Deep-sea explorers captured the first ever photos of a long-lost Japanese shipwreck from World War II’s Battle of Midway

The IJN Akagi’s gun tub and gun director positioned below the flight deck.

Ocean Exploration Trust/NOAA

Maritime researchers recently surveyed a World War II-era shipwreck that was only discovered in 2019.A team led by the Ocean Exploration Trust also assessed two other wrecks from the Battle of Midway.Japan lost more than 3,000 men during the 1942 fight, while the US lost a little more than 350.

Maritime explorers have tread new ground in the Northern Pacific Ocean with assessments of three World War II-era shipwrecks, including a never-before surveyed Japanese aircraft carrier that sank more than 80 years ago during the Battle of Midway.

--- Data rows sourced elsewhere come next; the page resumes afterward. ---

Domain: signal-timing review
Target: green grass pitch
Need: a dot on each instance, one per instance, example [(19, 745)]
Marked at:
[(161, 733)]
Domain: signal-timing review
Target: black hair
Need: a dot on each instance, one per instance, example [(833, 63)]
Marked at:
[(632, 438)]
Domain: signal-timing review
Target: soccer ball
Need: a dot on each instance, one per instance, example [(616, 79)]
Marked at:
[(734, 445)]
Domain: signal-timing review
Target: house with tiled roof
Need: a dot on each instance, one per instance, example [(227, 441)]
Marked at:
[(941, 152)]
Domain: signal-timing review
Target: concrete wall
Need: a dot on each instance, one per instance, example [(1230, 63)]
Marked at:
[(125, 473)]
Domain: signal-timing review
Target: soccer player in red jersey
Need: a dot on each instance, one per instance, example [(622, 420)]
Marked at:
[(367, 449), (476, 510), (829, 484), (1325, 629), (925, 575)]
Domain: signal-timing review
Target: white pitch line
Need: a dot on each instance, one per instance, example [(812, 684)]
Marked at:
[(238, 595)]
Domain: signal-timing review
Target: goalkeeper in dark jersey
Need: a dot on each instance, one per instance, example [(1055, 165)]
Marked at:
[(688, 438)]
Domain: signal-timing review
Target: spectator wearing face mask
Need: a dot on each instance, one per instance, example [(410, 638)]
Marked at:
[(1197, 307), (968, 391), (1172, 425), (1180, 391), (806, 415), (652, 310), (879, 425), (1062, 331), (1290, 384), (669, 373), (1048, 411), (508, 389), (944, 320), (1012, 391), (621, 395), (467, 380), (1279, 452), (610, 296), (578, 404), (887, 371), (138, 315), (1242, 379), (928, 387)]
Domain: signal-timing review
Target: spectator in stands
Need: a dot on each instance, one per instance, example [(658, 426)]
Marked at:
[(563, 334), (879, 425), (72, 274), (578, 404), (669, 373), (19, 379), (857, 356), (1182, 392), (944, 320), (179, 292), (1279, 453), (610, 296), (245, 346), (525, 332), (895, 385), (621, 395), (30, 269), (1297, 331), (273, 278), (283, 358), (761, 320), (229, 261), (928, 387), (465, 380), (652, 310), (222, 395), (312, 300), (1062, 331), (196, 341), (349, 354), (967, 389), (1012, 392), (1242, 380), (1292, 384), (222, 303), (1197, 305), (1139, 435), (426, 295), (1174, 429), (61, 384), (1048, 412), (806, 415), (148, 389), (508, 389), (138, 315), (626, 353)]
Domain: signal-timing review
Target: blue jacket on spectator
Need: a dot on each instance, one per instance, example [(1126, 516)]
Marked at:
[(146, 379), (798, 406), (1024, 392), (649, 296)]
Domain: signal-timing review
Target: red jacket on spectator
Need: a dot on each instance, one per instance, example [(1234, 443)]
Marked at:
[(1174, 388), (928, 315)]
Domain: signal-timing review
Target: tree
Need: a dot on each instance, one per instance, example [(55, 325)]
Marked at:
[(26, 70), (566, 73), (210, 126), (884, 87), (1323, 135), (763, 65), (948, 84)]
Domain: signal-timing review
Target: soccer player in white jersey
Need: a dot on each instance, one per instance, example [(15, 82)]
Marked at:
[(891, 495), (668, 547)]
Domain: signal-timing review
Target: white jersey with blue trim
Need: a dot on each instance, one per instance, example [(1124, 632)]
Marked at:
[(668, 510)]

A team of scientists, historians, and archeologists from multiple agencies and countries came together this month to explore the Papahānaumokuākea Marine National Monument, located northwest of the Hawaiian islands, where three historic shipwrecks lie.

Papahānaumokuākea Marine National Monument


“The depths involved to get to these sites really require specific capacity. It’s no easy challenge even with advanced equipment,” Hans Van Tilburg, a maritime archeologist and historian with NOAA’s Office of National Marine Sanctuaries, told Insider in a Tuesday interview.

127 mm twin anti-aircraft gun mounted below the flight deck of IJN Akagi.

Ocean Exploration Trust/NOAA

The team led by Ocean Exploration Trust aboard the Exploration Vessel Nautilus conducted the first visual survey of Imperial Japanese Navy Akagi, which was first located in 2019 during a mapping project.

Researchers used a remotely operated vehicle to reach the shipwreck, which lies more than 5,400 meters beneath the ocean’s surface, Van Tilburg said. From the Nautilus vessel on the ocean’s surface, the team was able to spend 14 hours on the seafloor surveying the wreck in a noninvasive way, he said, making a careful perimeter around the ship’s hull to collect video images and peer into the ship itself.

The 855-foot-long aircraft carrier Akagi was struck by several aerial bombs during the Battle of Midway, a major naval fight between the US and Japan in June 1942 that changed the course of the war in the Pacific. As fires burned aboard the ship, Japanese destroyers ultimately scuttled the ship to keep it from being captured.

The Japanese flagship aircraft carrier Akagi pictured underway in the summer of 1941.

Naval History and Heritage Command

“There is historical and archaeological information that tells us about the impacts of the attacks and the efforts these crews made to save their ships,” Van Tilburg said. “These loyal crew members did everything they could.”

In addition to a survey of the Akagi, researchers also captured the first detailed views of the USS Yorktown, which was first located 25 years ago, and a comprehensive survey of the Japanese ship Kaga, both of which also sank during the Battle of Midway.

Standing tall above the leaning flight deck, the shipʻs island is the most prominent feature on USS Yorktown, heavily damaged by intense fire and heat.

Ocean Exploration Trust/NOAA

The Japanese lost more than 3,000 men during the fight, while the US lost a little more than 350.

“Knowing the background history and then seeing the record of that destruction and loss of life was a very moving experience and in a lot of ways difficult to absorb and process,” Van Tilburg said.

The expedition live streamed the video surveys of the three ships from the Exploration Vessel Nautilus, Megan Cook, the expedition’s co-leader and director of education and outreach at Ocean Exploration Trust, said.

“We brought tens of thousands of people down to these sites with us to be able to experience it and share their stories and pay their respects,” Cook told Insider.

Researchers onboard the Exploration Vessel Nautilus watch a wreck being surveyed.

Ocean Exploration Trust

Viewers following along at home included people whose family members served on the ships and helped build the vessels, Cook said. The expedition also worked closely with native Hawaiian cultural practitioners on board who led protocol ceremonies to honor the area and those who died there, Van Tilburg said.

The September mission was a joint effort between the US and Japan, a meaningful partnership given the history at play, Cook and Van Tilburg said.

“Eighty-one years have gone by and the battle is over. We have been friends with Japan before and after the war much longer than the period where we’ve been adversaries,” Van Tilburg said.

“This isn’t about who won or lost anymore,” he added. “This is about remembering the losses of the young airmen and sailors.”